Which is best is subjective. I don't pay too much attention to the logo generally….I usually just see pros and cons of the pieces parts. I never had any issues with my two saws that used connecting rods as an arbor carriage, but I've always thought the one piece cast arbor carriage is a more elegant design. I suspect the Rockwell and earlier Delta's had stronger motors, and possibly more rugged components, but see the design advantage going to Emerson's one piece system.


----------



## toolie (Mar 16, 2011)

*The current R4511 and 21833 are allegedly made by (or in conjunction with) Dayton….*

pedantic little nit picker that i am, i believe that should be 451*2*, no?

indychips…........what did you decide to do about the saw you linked?


----------



## toolie (Mar 16, 2011)

*Maybe it is only a problem for certain 113 models.*

i don't think so. i have both an emerson built c-man and a ridgid. i've also disassembled two others for parts. all stored the blade only ~1/8" below the table top. i believe it's designed that way.


----------



## knotscott (Feb 27, 2009)

*"The current R4511 and 21833 are allegedly made by (or in conjunction with) Dayton….
pedantic little nit picker that i am, i believe that should be 4512, no?"*

That's no knitpick! Your'e correct. I screwed it up and can no longer edit. R4512 as the intended model number!


----------



## indychips (Jul 16, 2012)

Thanks everyone for your responses. I went to look at the saw. Saw was in bad shape, the aluminum rail which holds the fence was cracked. This caused the fence to be loose.

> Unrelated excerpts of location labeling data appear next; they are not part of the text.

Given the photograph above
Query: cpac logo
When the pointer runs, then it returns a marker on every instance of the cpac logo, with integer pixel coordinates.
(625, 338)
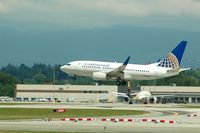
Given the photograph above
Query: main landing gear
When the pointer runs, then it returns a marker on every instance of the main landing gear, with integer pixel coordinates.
(121, 82)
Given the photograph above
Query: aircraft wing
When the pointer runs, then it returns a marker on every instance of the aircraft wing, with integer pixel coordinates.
(119, 72)
(184, 69)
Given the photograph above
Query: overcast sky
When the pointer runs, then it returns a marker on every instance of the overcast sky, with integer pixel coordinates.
(76, 14)
(58, 31)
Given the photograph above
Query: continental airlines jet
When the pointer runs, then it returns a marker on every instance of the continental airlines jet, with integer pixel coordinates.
(122, 72)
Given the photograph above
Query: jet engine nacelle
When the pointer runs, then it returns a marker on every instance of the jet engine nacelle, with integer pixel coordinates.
(99, 76)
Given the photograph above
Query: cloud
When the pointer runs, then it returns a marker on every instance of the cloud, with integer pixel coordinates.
(91, 13)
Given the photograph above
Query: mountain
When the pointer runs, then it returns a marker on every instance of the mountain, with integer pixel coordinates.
(116, 43)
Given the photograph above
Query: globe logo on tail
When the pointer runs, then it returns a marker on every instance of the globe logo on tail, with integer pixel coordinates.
(170, 62)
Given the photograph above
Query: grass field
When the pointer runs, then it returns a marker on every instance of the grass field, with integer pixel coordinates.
(191, 106)
(31, 113)
(30, 132)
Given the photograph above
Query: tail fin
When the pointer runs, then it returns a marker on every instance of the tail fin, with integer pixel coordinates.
(173, 59)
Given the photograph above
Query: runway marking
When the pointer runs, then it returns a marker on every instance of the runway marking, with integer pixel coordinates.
(175, 113)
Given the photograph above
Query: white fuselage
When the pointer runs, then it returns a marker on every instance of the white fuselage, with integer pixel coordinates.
(131, 72)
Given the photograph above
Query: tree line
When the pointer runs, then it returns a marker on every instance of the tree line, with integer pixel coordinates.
(11, 75)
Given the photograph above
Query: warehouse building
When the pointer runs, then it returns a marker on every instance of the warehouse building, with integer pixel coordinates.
(65, 93)
(174, 94)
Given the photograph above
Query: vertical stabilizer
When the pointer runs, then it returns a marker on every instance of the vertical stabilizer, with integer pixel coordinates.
(173, 59)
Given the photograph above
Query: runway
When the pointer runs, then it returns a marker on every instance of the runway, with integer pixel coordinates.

The whole table shook like crazy when you turned it on and off. I took a 6/4 piece of walnut with me to run through the saw. The blade came to a complete stop half way through the walnut. Obviously I had to pass on it

Good news is that I stopped to look at a used Ridgid. Perfect shape and bought it for $250. Here is a link to what I ended up buying.
http://indianapolis.craigslist.org/tls/3539152041.html

Thanks again for everyones help.


----------



## knotscott (Feb 27, 2009)

Excellent! For a little extra money, you got two solid cast iron wings, and the last and most recent version of a well proven contractor saw.

My previous comment still holds true, "Align it, put a good blade on it, and make dust."

Congrats.


----------



## toolie (Mar 16, 2011)

that'll turn out to be the best $75 you will ever spend. the saw you got appears to be much nicer than the c-man originally linked. the 3650/60 is one of the best contractor saws ever produced. better fence, herc-u-lift, CI wings, dual voltage 1.5hp motor and it looks to be complete regarding the splitter/blade guard and the miter gauge. check out the ridgid.com forum for numerous tip on set up and accessorizing that great saw.


----------



## emart (Mar 16, 2011)

> I have heard of arbor/dado blade issues with the 113 s. Further proof of the similarity between the designs is that some reported fixing their arbor issues by ordering and installing arbors for the TS3650 in their 113 model table saws.
> 
> - EEngineer


Do you have any links to folks replacing their arbors with the ridgid parts? im rebuilding one of these old dinosaurs now and mine has a damaged arbor


----------